以上是原作者zihanjian的定义,但我觉得过于偏重RAG和工具,所以我下一个新的定义:
Context engineering 包含了 prompt engineering,包含所有LLM所需要的知识和工具(MCP, RAG等),通过优化过的prompt和其它工具,在节约Context长度的同时,使agent对任务和对话的理解更加深刻
“Context”的范畴
“Context”的定义已远超用户单次的即时提示,它涵盖了LLM在做出响应前所能看到的所有信息生态系统 :
- 系统级指令和角色设定。
- 对话历史(短期记忆)。
- 持久化的用户偏好和事实(长期记忆)。
- 动态检索的外部数据(例如来自RAG)。
- 可用的工具(API、函数)及其定义。
- 期望的输出格式(例如,JSON Schema)。
1.3 对比分析
关系:超集,而非对抗、竞争
Prompt Engineering 是 Context Engineering 的一个子集。
- Context Engineering 决定用什么内容填充 Context Window ,
- Prompt Engineering 则负责优化窗口内的具体指令 。
| 比较维度 | Prompt Engineering | Context Engineering |
|---|---|---|
| 主要目标 | 获取特定的、一次性的响应 | 确保系统在不同会话和用户间表现一致、可靠 |
| 核心动作 | 创意写作、措辞优化(wordsmithing) | 系统设计、LLM应用软件架构 |
| 范围 | 单个输入-输出对 | 整个信息流,包括记忆、工具、历史记录 |
| 模式 | 制作清晰的指令 | 设计模型的完整 思考 流程 |
| 扩展性 | 脆弱,难以扩展到多用户和多场景 | 从设计之初就为规模化和可重用性而构建 |
| 所需工具 | 文本编辑器、聊天机器人界面 | RAG系统、向量数据库、API链、记忆模块等等 |
| 调试方法 | 重写措辞、猜测模型意图 | 检查完整的 Context Window 、数据流、Token使用情况 |
Prompt Engineering vs.

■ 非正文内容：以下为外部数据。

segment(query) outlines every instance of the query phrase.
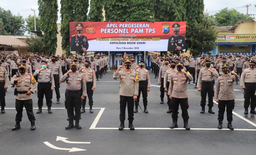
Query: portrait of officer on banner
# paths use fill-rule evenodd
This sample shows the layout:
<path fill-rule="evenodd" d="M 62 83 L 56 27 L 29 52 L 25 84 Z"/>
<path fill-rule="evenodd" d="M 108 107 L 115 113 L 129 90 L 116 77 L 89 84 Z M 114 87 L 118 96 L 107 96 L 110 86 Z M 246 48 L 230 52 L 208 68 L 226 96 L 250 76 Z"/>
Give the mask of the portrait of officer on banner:
<path fill-rule="evenodd" d="M 182 51 L 186 48 L 186 40 L 184 36 L 179 34 L 180 25 L 178 23 L 175 23 L 172 27 L 174 35 L 169 38 L 167 50 L 174 51 Z"/>
<path fill-rule="evenodd" d="M 89 44 L 86 36 L 82 35 L 83 24 L 77 23 L 75 25 L 76 34 L 71 36 L 70 41 L 71 51 L 86 51 L 89 47 Z"/>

Context Engineering
RAG相关信息
RAG工作流
RAG的实现通常分为两个主要阶段:
-
索引(离线阶段): 在这个阶段,系统会处理外部知识源。文档被加载、分割成更小的 chunks,然后通过Embedding Model 转换为向量表示,并最终存储在专门的向量数据库中以备检索 。
-
推理(在线阶段): 当用户提出请求时,系统执行以下步骤:
-
检索(Retrieve): 将用户的查询同样转换为向量,然后在向量数据库中进行相似性搜索,找出与查询最相关的文档块。(由数据库完成)
-
增强(Augment): 将检索到的这些文档块与原始的用户查询、系统指令等结合起来,构建一个内容丰富的、增强的最终提示。
-
生成(Generate): 将这个增强后的提示输入给LLM,LLM会基于提供的上下文生成一个有理有据的回答
-
RAG架构分类
-
Naive RAG: 即上文描述的基础实现。它适用于简单的问答场景,但在检索质量和上下文处理方面存在局限 。
-
Advanced RAG: 这种范式在检索前后引入了处理步骤以提升质量。许多第三部分将详述的技术都属于这一范畴。关键策略包括:
- 检索前处理: 采用更复杂的文本分块策略、查询转换(如StepBack-prompting)等优化检索输入 。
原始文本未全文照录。